2. Determining how the business can use data to both understand external behavior and to assist in making internal decisions, as well as understand how the data itself is relevant to influencing a critical moment of attention.
3. Analyzing the “personality” of each data form so that it can be matched with tools that appropriately acquire, filter, store, safeguard and disperse the data into useful information.
4. Selecting infrastructure and tools that automate or eliminate traditional high-cost tasks such as import, provisioning, scalability, and disaster tolerance. A highly virtualized infrastructure with complementary tooling should provide the majority of these capabilities.
5. Commitment to the process of learning an entirely new approach to technology, and to adopting it in risk-appropriate increments.
Any company with a significant data infrastructure is aware of the pitfalls that could exist in rushing into this brave new world. However, thorough analysis can lead to an understanding of the current state of their data management systems, and subsequently to better control of their existing data. Ultimately they will be able to recognize, manage and utilize new forms of disparate and seemingly extraneous information as data. Companies that develop a plan to comprehensively address all their concerns around managing and utilizing all useful data will gain significant strategic advantages.
Interestingly enough, the other major IT phenomenon of this era – cloud computing – may provide the solution to this data management and recognition problem.
Throughout this multi-part article we will endeavor to define the idea of a UDS to address the daunting task of comprehensive data management. Virtualization, the foundation of cloud computing, is the cornerstone of this strategy. The capabilities and architecture enabled via a virtual/cloud infrastructure can help enterprises develop an elegant UDS to address the global seminal movement in data management, philosophy and practice. This is the “data cloud.” This is the “dataverse.”
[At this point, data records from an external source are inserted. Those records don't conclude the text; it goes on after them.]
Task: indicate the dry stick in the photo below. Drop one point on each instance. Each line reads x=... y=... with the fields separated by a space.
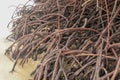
x=116 y=70
x=83 y=67
x=61 y=31
x=113 y=50
x=56 y=65
x=46 y=71
x=106 y=76
x=98 y=62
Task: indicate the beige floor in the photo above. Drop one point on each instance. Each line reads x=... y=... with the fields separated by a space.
x=6 y=66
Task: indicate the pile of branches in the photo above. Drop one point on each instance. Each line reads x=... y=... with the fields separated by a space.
x=80 y=39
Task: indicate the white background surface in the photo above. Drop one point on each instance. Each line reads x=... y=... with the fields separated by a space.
x=7 y=8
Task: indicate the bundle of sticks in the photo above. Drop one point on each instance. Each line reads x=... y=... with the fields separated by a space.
x=80 y=39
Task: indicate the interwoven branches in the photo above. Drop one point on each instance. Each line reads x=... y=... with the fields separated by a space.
x=80 y=39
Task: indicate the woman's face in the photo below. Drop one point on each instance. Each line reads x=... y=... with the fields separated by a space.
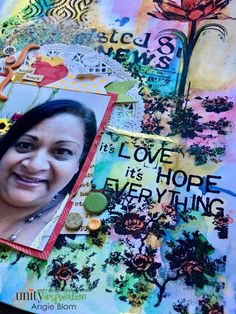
x=42 y=161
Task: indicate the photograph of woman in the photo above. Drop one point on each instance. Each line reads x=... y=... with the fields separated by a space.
x=40 y=159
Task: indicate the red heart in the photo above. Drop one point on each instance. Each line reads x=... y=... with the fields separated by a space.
x=51 y=73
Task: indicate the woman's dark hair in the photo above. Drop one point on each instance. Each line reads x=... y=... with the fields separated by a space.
x=47 y=110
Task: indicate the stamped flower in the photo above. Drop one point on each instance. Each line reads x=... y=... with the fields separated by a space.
x=191 y=267
x=141 y=262
x=16 y=116
x=189 y=10
x=62 y=273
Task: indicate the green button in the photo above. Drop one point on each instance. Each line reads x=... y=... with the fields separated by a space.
x=95 y=203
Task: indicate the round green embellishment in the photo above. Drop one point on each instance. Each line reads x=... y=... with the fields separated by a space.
x=95 y=203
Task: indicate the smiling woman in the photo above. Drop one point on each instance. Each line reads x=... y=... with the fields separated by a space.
x=40 y=158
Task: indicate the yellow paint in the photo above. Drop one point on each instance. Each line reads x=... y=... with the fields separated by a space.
x=213 y=61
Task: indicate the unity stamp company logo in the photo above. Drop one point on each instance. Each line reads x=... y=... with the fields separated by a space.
x=44 y=299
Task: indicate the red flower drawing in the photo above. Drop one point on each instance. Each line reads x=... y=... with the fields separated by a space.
x=189 y=10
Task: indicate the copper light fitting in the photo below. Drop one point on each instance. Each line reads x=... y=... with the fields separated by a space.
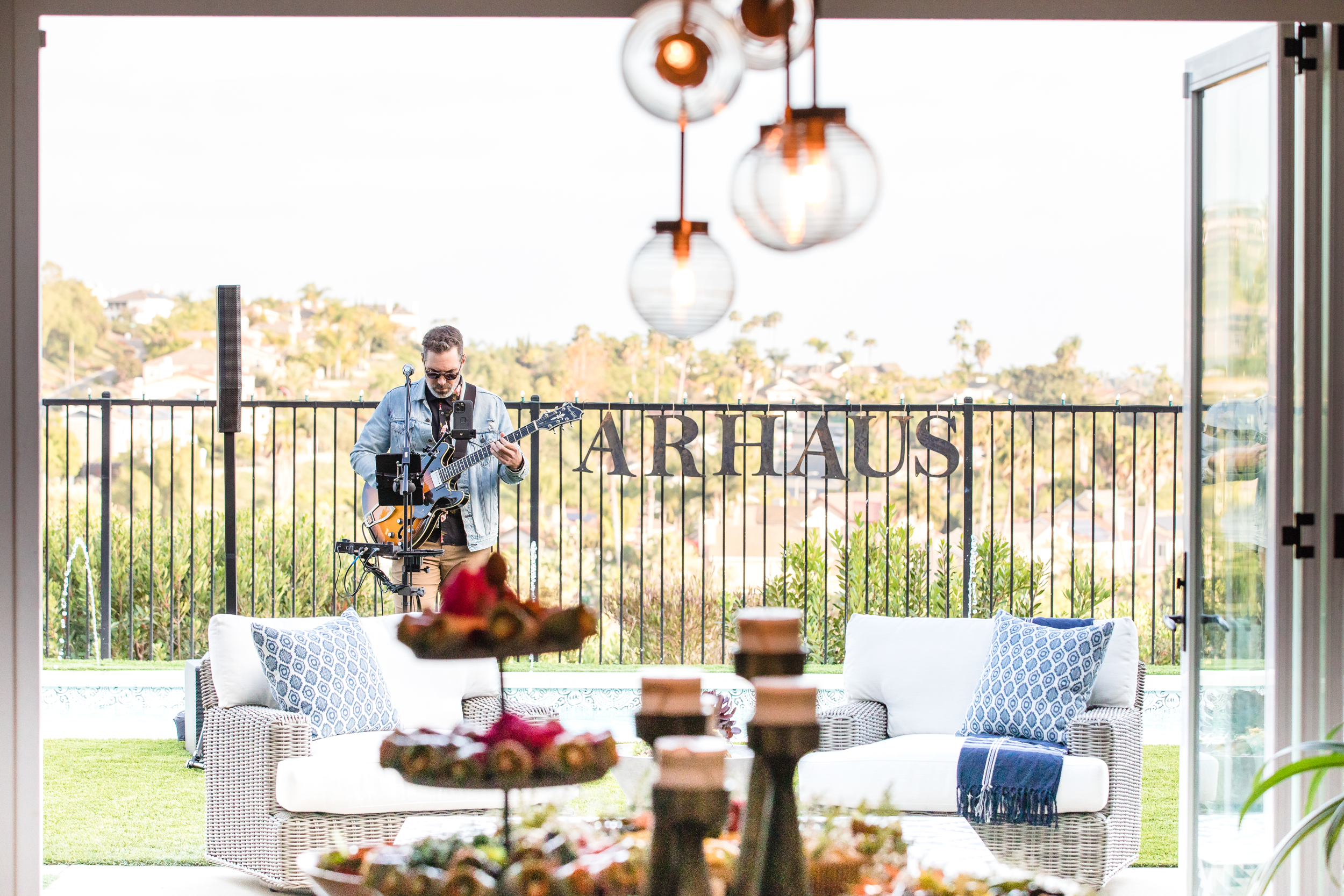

Yesterday’s Data, before the Dataverse
Over the past half century the management of data has progressed through a number of different evolutionary stages. As is often the case academia produces ideas that are later transformed into useful products. “Data,” is simply a collection of discrete units of information but like the stars in the night sky taken together form an infinite array of stellar mosaics which overwhelm the mind and spirit.
A “database” or at least the common use of the term database is generally interchangeable with the term relational database. A database is a logical construct created by one of the systems that together establish the historic dominant force in data, the relational database Management System or RDBMS. The products based on the RDBMS are consequences of mathematical studies in the 1960s and earlier that resulted in the “relational model” developed from “relational calculus.” However, prior to the relational model dominating all thought pertaining to data; other systems were used to manage data. Simple flat file structures were used in early mainframe systems, hierarchal and network or codasyl systems were used in that timeframe as well but since the late 1960s the great percentage of data management systems have been implemented using the products that grew from the relational model. Oracle, SAP Sybase, IBM Informix, Microsoft SQL Server and others constitute a trillion-dollar industry that continues to dominate global data management.
Throughout these past 40 years expensive software application products and sophisticated hardware architectures have been developed and implemented for the singular purpose of implementing the applications that could make use of the RDBMS products. The data was formed to and management methodologies accommodated to, the structures and limitations of the available products. This was because data professionals and their management believed that these products provided the most effective and safest methodology to manage and protect critical data. Throughout this era the data controlled the company and the culture.